Controversy between Wesley and other Methodists broke out primarily over

two doctrines. Firstly, Wesley taught perfectionism, the doctrine that one may reach a state of absolute freedom from sin. Wesley and his followers believed this "sanctification" or "second blessing" was produced by a direct operation of the Holy Spirit and occurred sometime after justification. (Wesley's exact views on perfectionism are unclear, and he himself never claimed to have attained perfection. Modern Methodism has abandoned the doctrine., but offshoots from it, such as the Holiness sects, still place much emphasis upon it.) Wesley also engaged in controversy with Calvinistic Methodists over the doctrine of predestination. Wesley had strongly anti-Calvinistic views on this matter.

Wesley was also a great organizer. As Methodism rapidly acquired adherents, he saw the need for greater discipline and organization. He organized the first real Methodist "society" in 1739. He issued "society tickets" to those he considered worthy of full membership. Members were further divided into classes. Each class had a leader who was charged with collecting a penny from each member every week. Societies were formed into "circuits" with a superintendent in charge of each. Despite this organization it was never Wesley's intention to break away from the Church of England, and the Methodists were never formally separated from the Church of England until sometime after Wesley's death in 1791.


II. The Great Awakening

From 1726 until it was overshadowed by the American Revolution a vast religious fervor swept America. It has been called "the Great Awakening" and seems to have been the American version of the revivals that occurred in England (Methodism) and Germany (Pietism). It was characterized by fiery preaching and emotional displays. Emphasis was placed on sin and salvation while doctrinal differences among denominations were downplayed. "Conversion" took the form of an emotional experience which provided entrance to a transformed life characterized by strict morality and earnest piety. As usual, there were clashes between those who embraced the invigorating new religious style and those who preferred the old, more sedate style.

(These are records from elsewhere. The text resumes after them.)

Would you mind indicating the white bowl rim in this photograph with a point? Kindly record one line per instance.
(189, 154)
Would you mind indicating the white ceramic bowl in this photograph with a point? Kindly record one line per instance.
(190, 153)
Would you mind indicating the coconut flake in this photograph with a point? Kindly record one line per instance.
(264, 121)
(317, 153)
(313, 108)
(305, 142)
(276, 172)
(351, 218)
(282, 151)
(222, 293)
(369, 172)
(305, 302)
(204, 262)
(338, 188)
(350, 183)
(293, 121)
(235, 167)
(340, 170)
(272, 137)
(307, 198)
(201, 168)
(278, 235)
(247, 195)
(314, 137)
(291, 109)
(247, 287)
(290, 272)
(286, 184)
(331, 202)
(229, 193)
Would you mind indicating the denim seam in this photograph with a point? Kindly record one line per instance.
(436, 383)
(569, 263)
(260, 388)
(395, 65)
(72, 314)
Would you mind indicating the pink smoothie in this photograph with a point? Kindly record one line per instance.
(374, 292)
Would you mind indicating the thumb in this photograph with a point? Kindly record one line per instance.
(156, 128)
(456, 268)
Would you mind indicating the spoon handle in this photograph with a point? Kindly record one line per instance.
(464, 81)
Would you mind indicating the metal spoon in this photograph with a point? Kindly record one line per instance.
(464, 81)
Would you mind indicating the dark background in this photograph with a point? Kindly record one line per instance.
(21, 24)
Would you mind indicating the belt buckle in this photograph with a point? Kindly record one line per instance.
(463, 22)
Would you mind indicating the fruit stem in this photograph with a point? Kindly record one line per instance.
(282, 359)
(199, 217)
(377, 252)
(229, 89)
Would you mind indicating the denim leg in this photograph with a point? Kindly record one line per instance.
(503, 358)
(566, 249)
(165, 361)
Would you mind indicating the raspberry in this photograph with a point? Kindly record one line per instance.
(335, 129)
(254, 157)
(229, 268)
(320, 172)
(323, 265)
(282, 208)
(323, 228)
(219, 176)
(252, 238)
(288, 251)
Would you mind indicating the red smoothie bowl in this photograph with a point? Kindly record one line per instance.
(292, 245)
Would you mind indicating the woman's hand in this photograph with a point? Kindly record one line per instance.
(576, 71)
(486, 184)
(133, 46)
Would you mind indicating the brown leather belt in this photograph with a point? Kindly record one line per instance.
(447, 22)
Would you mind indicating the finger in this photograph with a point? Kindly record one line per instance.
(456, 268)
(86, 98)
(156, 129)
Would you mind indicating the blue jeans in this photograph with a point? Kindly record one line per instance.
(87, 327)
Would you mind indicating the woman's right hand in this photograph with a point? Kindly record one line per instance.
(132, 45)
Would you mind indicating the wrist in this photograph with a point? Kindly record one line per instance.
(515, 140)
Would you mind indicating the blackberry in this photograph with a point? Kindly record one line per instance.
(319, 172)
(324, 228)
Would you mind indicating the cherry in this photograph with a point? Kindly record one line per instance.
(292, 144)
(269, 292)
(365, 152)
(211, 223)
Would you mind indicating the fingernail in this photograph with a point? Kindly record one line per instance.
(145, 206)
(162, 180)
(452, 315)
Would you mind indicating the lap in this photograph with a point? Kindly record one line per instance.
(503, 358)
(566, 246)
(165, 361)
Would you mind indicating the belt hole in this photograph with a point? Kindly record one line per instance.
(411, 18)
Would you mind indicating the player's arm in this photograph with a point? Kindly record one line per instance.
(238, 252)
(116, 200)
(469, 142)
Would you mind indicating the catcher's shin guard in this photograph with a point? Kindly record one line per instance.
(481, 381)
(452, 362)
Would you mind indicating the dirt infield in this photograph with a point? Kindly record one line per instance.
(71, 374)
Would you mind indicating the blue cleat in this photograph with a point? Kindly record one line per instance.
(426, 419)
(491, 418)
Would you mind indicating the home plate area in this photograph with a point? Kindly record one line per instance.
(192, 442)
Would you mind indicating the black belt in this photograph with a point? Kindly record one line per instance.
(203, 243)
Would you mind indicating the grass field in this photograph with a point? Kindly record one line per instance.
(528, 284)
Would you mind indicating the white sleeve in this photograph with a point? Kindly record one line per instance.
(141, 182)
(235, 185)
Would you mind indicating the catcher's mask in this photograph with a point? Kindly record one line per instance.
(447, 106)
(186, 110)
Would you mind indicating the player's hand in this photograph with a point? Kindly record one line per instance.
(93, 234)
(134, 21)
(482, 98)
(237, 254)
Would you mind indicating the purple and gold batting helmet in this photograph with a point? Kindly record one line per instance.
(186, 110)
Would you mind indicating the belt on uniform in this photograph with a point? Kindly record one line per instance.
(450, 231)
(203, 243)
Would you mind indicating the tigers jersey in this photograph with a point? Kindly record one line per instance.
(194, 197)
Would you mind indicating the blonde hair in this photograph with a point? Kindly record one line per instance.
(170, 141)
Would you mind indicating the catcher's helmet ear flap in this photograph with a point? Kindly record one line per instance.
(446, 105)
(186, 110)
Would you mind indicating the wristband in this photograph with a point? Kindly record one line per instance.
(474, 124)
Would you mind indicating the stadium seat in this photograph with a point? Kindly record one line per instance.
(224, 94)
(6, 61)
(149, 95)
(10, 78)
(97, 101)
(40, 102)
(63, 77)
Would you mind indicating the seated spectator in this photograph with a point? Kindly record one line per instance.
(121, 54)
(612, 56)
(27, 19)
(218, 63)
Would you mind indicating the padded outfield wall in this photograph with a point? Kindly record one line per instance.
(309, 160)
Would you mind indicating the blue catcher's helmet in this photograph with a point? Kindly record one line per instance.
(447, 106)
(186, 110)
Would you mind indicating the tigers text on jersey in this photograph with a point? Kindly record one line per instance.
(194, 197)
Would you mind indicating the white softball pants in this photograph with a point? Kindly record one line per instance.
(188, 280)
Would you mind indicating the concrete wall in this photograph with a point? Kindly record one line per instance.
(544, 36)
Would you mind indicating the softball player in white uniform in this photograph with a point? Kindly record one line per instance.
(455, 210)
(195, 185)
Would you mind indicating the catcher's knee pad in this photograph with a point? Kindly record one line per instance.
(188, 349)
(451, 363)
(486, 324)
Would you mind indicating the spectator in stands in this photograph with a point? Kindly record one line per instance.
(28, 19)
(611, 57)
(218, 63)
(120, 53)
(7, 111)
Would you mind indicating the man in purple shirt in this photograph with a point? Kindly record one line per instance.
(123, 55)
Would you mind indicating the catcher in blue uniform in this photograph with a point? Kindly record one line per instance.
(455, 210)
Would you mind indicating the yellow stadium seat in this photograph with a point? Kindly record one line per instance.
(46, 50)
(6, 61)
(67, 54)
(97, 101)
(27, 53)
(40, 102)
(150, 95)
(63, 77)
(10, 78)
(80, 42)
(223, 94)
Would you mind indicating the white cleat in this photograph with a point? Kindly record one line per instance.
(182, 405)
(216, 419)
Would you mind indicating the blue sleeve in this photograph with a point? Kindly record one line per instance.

III. Exercises (Please click on "File" on your browser window, then "Print" to print out this page.)

(1) (T or F) Methodical, or regular, attendance to spiritual activities makes one a Methodist.

(2) (T or F) Justification and sanctification may occur at two different times.

(3) (T or F) John Wesley never wanted Methodists to have a status entirely independent of the Church of England.

(4) What two elements does the gospel of Christ require that one have in balance in his service to God?


(5) What was wrong with Wesley's superstitious methods of determining what he should do?


(6) What was a chief characteristic of Methodist-type conversions? How do they compare with Scriptural conversions?


(7) What two doctrines caused controversies in the Methodist ranks? Briefly, what do the Scriptures say about them?


(8) How were early Methodist groups organized?